The Mudcat Café TM
Thread #116254   Message #2495952
Posted By: PoppaGator
17-Nov-08 - 01:04 PM
Thread Name: What Makes a Folk Voice?
Subject: RE: What Makes a Folk Voice?
To me, "soul" (personal expressiveness) is the essential ingredient.

I don't think it's necessary to be so very "natural" that you can't use a different approach for songs from different traditions. I think it's entirely acceptable to sing songs with different origins ~ say, hillbilly songs, blues songs, and Irish ballads ~ and to utilize a different style and even a different "accent" for each. What's important is to convey genuine feeling in each context without being primarily concerned with play-acting, that is, without trying to be someone other than yourself.

The human self can be pretty complex, and you shouldn't feel overly restricted to maintaining your ordinary workaday indentity as the single overly-obvious feature of your singing voice. I feel quite sure that my blues-singer self is an entirely valid aspect of my real self, just as much as my country-voice personna and even my not-entirely-authentic "stage-Oirish"-accented balladeer self. They're all perfectly valid "flavors" of a single complex musical personality.

Now, I'm not saying that all of these "voices" of mine are of the best quality, and certainly not that they're equally good. But they're valid as "folk voices": sincere and actually quite unaffected. I regard the different "accents" ~ actually, different sets of pronunciations and of vowel and consonant sounds ~ as aspects of the various folk subgenres, intrinsic to the songs themselves.

I would also argue that various aspects of vocal quality (head vs chest, nasal-ness,. etc.) are features of different folk traditions in exactly the same way as different approaches to English pronunciation (i.e., different accents).

I will use different vocal styles to sing Mississippi John Hurt songs, Gershwin tunes, Royal Navy sea shanties, and Hank Williams classics. But I try not to let those incidental differences stand in the way of expressing my feelings about each song and its subject matter.

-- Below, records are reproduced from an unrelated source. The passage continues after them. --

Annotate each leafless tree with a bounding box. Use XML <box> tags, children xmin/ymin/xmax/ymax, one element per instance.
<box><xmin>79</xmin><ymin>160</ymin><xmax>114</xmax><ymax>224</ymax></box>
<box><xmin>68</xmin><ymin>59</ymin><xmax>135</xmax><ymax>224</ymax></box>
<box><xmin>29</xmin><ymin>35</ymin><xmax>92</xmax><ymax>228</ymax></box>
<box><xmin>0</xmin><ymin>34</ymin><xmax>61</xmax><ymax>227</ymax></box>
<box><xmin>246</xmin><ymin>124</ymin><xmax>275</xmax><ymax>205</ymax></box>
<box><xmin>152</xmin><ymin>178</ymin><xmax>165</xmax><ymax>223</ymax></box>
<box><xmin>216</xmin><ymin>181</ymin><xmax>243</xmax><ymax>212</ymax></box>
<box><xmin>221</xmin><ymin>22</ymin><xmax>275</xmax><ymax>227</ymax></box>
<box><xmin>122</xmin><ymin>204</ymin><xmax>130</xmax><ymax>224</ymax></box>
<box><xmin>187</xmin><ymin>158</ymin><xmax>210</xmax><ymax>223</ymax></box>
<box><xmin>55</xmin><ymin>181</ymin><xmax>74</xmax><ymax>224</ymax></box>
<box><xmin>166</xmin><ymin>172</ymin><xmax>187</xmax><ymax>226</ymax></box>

I suppose the first step is to develop a way to achieve vocal self-expression however you can, within whatever style or tradition you feel most comfortable. Once you feel coinfident that you have a voice of your own, then (I think) you can branch out and bring your manner of interpretation to different kinds of songs of different styles, and all of your performances will retain an element of natural self-expression.